И шел по пути молодой монах,
А навстречу ему сам Иисус Христос.

      Хор запел эти стихи монотонным печальным напевом, и все стихло: публика, вероятно, удовольствовалась и, перестав драться, начала слушать пение.
      День искушений, день обильных и разнообразных искушений, каких за добрую неделю не увидишь на берегу, приходил к концу. Всех этих впечатлений было уже чересчур довольно; хотелось роздыха и воображению и нервам. А тут неотвязно лезло в голову: Боже мой! Боже мой! что мы за необыкновенный народ! И кто, какой чужеземец может нас знать, и понимать, и отводить нам место и значение? Куда стремишься, куда плывешь ты, о святая родина, на своем утлом корабле со своими пьяными матросами? Как варит твой желудок эту смесь гороха с капустой, богомолья с пьянством, спиритских бредней с мечтательным безверием, невежества с самомнением?.. О, крепись, моя родина! крепись — ты необходима: кроме тебя, этим всяк поперхнется!

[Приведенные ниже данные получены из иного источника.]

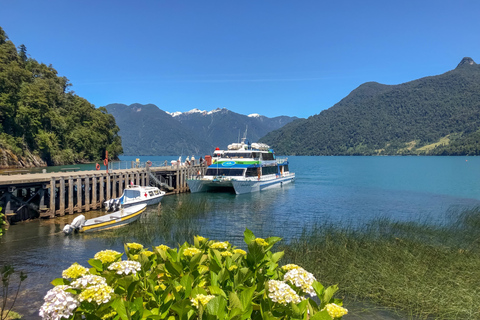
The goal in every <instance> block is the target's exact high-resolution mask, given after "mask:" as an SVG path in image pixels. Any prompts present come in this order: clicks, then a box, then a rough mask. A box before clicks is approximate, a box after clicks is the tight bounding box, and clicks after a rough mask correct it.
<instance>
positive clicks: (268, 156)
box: [262, 152, 275, 160]
mask: <svg viewBox="0 0 480 320" xmlns="http://www.w3.org/2000/svg"><path fill="white" fill-rule="evenodd" d="M262 160H275V158H274V157H273V153H270V152H269V153H262Z"/></svg>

      — А вот уже Коневец виден! — воскликнуло несколько человек, которым плаванье надоскучило и хотелось отдыха.
      — Как же: не только виден Коневец, а видны даже лошадь и дрожки, которые выслал за мною отец архимандрит! — отвечал гордо Додон и выполз вперед потянувшихся вслед за ним гурьбою каютных пассажиров и его престарелого лакея, навьюченного подушками и тяжелым саквояжем.

XI

      Мы сошли на Коневец. На дворе стояли сумерки, но сумерки летнего северного неба, на котором «одна заря сменить другую спешит, дав ночи полчаса», а вот в одной-то из этих зорь вправо показался невысоко поднимающийся над водою лесистый остров и на нем монастырские строения и храм. Чтобы находить здесь что-нибудь великолепное или поражающее, для этого, по правде сказать, надо иметь слишком пылкое и восторженное воображение; но остров и обитель имеют приятный и приветливый характер. Чувствуешь, что тут есть приют, и не ошибешься в этом, потому что обитель предлагает такой приют каждому, хотя не каждый в силах этим гостеприимством воспользоваться по особым причинам, о которых я скажу ниже.

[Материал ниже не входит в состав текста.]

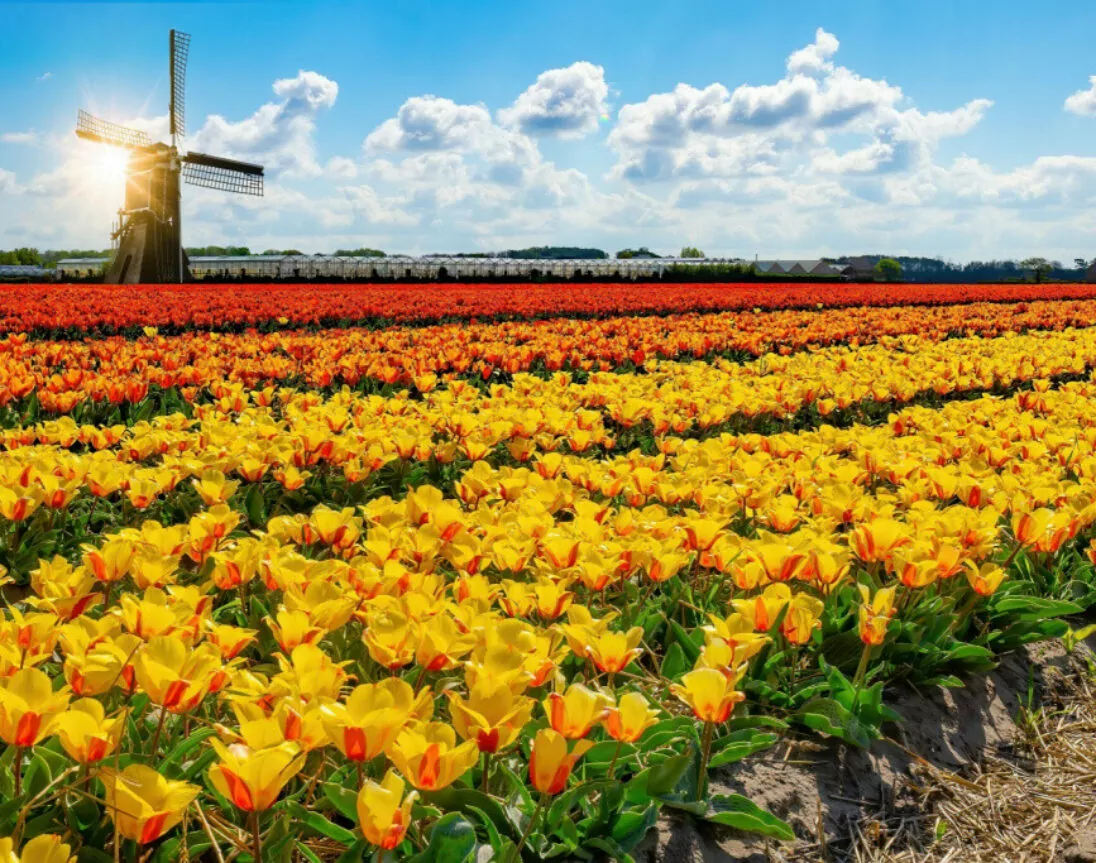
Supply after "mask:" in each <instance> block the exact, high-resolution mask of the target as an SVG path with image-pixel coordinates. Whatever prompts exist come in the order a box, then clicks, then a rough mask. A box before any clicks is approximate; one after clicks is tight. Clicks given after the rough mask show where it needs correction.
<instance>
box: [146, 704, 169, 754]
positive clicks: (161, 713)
mask: <svg viewBox="0 0 1096 863" xmlns="http://www.w3.org/2000/svg"><path fill="white" fill-rule="evenodd" d="M167 718H168V708H167V707H161V708H160V722H158V723H157V724H156V734H153V735H152V751H151V753H150V754H151V756H152V758H156V753H157V751H158V750H159V747H160V734H161V733H162V731H163V722H164V719H167Z"/></svg>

      Пароход причаливает к очень хорошо устроенной на сваях пристани. На помосте этой пристани нас встретили два пожилые монаха с очень добродушными лицами и несколько послушников, которые по едва заметному манию одного из иноков, чуть только был замотан канат и брошен трап, кинулись навстречу негоцианту и архитектору. Они чуть не насильно выхватили из рук этих почетных гостей их легкую, портативную ношу и старались окружить их всевозможными знаками внимания, от чего кроткий капиталист приходил в видимое смущение и всячески от этих почестей уклонялся. Он даже не шел впереди других и мешался с сходившею с парохода толпою. Шествие открывал наш царь Додон: он подвигался впереди всех и покровительственно раскланивался с монахами и послушниками, которые отвечали на его поклоны спешно и все свое внимание опять видимо сосредоточивали на мешавшемся в толпе негоцианте.
      У самого схода с помоста на твердую землю стояла довольно старая и, по-видимому, весьма тяжелая крытая пролетка, запряженная парою небольших, но очень толстых лошадей. На козлах сидел послушник в ряске и в черном колпачке.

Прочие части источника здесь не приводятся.